それゆえに人は罪を犯すとその肉が腐り落ち、身も心も腐敗した存在──腐った死体となって世界に溢れ出した。
有象無象。制限なく溢れるのはそれほど人間が罪深い存在なのだろう。それを狩るのが──修道女の務めとされた。
「……って、それよりシスター」
「なによ、悪魔」
ゾンビを容赦なく制圧するシスターは、藍色の紳士服に身を包んだ悪魔に声をかける。
「ここから一駅先に波良十九というクレープが美味しい店があるらしいのですよ。
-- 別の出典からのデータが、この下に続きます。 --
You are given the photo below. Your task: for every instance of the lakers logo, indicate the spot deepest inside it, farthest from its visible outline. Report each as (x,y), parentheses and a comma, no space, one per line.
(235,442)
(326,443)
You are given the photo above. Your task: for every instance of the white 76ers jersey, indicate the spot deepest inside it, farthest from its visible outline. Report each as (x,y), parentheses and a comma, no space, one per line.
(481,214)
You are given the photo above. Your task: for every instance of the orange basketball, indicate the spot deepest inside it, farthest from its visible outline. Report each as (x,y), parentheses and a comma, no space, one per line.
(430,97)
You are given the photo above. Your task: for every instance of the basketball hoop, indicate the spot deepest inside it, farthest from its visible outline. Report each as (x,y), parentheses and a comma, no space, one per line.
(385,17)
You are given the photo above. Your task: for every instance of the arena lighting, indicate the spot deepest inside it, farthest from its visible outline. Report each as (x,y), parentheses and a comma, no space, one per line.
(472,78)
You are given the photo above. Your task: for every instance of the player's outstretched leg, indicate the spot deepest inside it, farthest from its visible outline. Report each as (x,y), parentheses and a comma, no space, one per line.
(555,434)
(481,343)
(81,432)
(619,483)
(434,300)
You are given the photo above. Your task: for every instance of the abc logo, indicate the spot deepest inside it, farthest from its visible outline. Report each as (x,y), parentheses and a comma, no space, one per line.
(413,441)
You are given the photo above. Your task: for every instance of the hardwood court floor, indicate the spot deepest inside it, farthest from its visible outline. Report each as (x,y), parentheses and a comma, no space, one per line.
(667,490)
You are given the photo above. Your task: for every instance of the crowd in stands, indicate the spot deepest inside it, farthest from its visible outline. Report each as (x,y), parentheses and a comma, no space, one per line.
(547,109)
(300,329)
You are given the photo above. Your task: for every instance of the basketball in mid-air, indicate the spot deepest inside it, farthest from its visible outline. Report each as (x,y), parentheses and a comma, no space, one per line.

ぜひ、一度食べてみたいと思いましてね」
「あー、じゃあ一人で行って来たら」
取りつく島もない。
即答され、悪魔は仰々しく項垂れる。
「いいじゃないですか~。クレープぐらい一緒に食べてくれたって」
「なんで悪魔と呑気にクレープ食べないといけないのよ。あと、たぶんアンタはクレープって、お皿で出てくると思っているでしょう?」
「ええ!? 違うのですか?」
「違うわよ。この国では巻いてあって、片手で食べるらしいわ」
「じゃあ、なおさら食べに行かなくては。これでも私、グルメなんですよ」
どこからかナプキンを取り出す。そのうちフォークとナイフも取り出しそうな勢いだった。
「……なんで今日は一人称が『私』なのよ?」
「ん~、時間を巻き戻したことによる変化? いや気分?」
「意味不明ね。まあいいわ。勝手に一人で行ってらっしゃい」
「え、ちょ──あ。貴女の探している絵画なら、録本貴に無いですよ」
「!?」
悪魔らしい囁きに、シスターの顔色が変わった。
眉を吊り上げて、睨みつける。
「……なんでアンタがそれを知っているのよ?」
「悪魔ですから」
「そう」
「ちなみに、絵画の場所を移したのも私です」
「は?」
けらけらと笑う悪魔に、シスターは銃へと手を伸ばす。
「ヒント、あげても良いですけど……」
悪魔が何を言わんとしているのか、シスターはなんとなく察した。いや、だから最初にクレープが食べたいと言い出したのだろう。
「……はあ。わかったわよ。クレープを食べに行けばいいんでしょう!」
「そうです。その通り」
悪魔はどこかホッとしたように笑った。